使用sequential构建网络,Sequential()函数的功能是将网络的层组合到一起
"""
def __init__(self, in_dim, n_hidden_1, n_hidden_2, out_dim):
super(Net, self).__init__()
self.layer1 = nn.Sequential(
nn.Linear(in_dim, n_hidden_1), nn.BatchNorm1d(n_hidden_1))
self.layer2 = nn.Sequential(
nn.Linear(n_hidden_1, n_hidden_2), nn.BatchNorm1d(n_hidden_2))
self.layer3 = nn.Sequential(nn.Linear(n_hidden_2, out_dim))
def forward(self, x):
x = F.relu(self.layer1(x))
x = F.relu(self.layer2(x))
x = self.layer3(x)
return x
5.2 实例化网络
# 检测是否有可用的GPU,有则使用,否则使用CPU
print("GPU是否可用", torch.cuda.is_available())

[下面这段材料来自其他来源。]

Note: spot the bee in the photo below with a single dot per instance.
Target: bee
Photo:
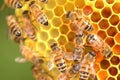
(79, 21)
(99, 45)
(87, 66)
(14, 3)
(14, 29)
(28, 27)
(38, 14)
(59, 58)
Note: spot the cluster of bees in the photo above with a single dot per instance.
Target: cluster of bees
(83, 61)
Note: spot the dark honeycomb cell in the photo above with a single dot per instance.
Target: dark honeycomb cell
(111, 31)
(58, 11)
(64, 29)
(99, 4)
(104, 64)
(102, 34)
(109, 1)
(103, 24)
(110, 41)
(116, 7)
(62, 40)
(114, 19)
(95, 17)
(113, 71)
(106, 12)
(115, 60)
(111, 78)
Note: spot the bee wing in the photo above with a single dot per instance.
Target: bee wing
(20, 60)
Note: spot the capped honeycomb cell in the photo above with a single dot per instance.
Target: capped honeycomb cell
(116, 7)
(99, 4)
(110, 41)
(58, 10)
(95, 17)
(113, 71)
(62, 40)
(114, 19)
(117, 37)
(111, 31)
(115, 60)
(104, 64)
(103, 24)
(64, 29)
(102, 34)
(106, 12)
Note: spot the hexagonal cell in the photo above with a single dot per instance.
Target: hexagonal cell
(64, 29)
(56, 22)
(103, 24)
(99, 4)
(115, 60)
(69, 47)
(104, 64)
(106, 12)
(116, 7)
(87, 10)
(69, 6)
(71, 36)
(114, 19)
(117, 37)
(95, 17)
(110, 78)
(61, 2)
(112, 31)
(62, 40)
(54, 33)
(102, 75)
(58, 10)
(79, 3)
(110, 41)
(113, 71)
(102, 34)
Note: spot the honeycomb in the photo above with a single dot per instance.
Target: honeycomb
(104, 15)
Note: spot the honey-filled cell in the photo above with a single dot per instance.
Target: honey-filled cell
(115, 60)
(112, 31)
(113, 71)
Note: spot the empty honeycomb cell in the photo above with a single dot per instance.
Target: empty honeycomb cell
(114, 19)
(62, 40)
(102, 75)
(54, 33)
(64, 29)
(69, 47)
(106, 12)
(104, 64)
(58, 10)
(79, 3)
(102, 34)
(87, 10)
(111, 31)
(116, 7)
(109, 1)
(71, 36)
(69, 6)
(110, 78)
(103, 24)
(61, 2)
(56, 22)
(117, 37)
(110, 41)
(115, 60)
(95, 17)
(99, 4)
(113, 71)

device = torch.device("cuda:0" if torch.cuda.is_available() else "cpu")
# 实例化网络
model = Net(28 * 28, 300, 100, 10)
# 输出10维(10个数字)
model.to(device)
# 定义损失函数和优化器
criterion = nn.CrossEntropyLoss()
optimizer = optim.SGD(model.parameters(), lr=lr, momentum=momentum)
GPU是否可用 False
6. 训练模型
6.1 训练模型
# 开始训练
losses = []
acces = []
eval_losses = []
eval_acces = []
for epoch in range(num_epoches):
train_loss = 0
train_acc = 0
model.train()
# 动态修改参数学习率
if epoch % 5 == 0:
optimizer.param_groups[0]['lr'] *= 0.1
for img, label in train_loader:
img = img.to(device)
label = label.to(device)
img = img.view(img.size(0), -1) # 展成1维
# 前向传播
out = model(img) # 传入参数,自动执行forward函数
loss = criterion(out, label)
optimizer.zero_grad() # 梯度清零
# 反向传播
# 缺省情况下,梯度是累加的,在梯度反向传播之前,需要梯度清零
loss.backward()
optimizer.step() # 基于当前梯度,更新参数
# 记录误差
train_loss += loss.item()
# 计算分类的准确率
_, pred = out.max(1) # 找出张量out最大值对应索引作为预测值
num_correct = (pred == label).sum().item()
acc = num_correct / img.shape[0]
train_acc += acc
losses.append(train_loss / len(train_loader))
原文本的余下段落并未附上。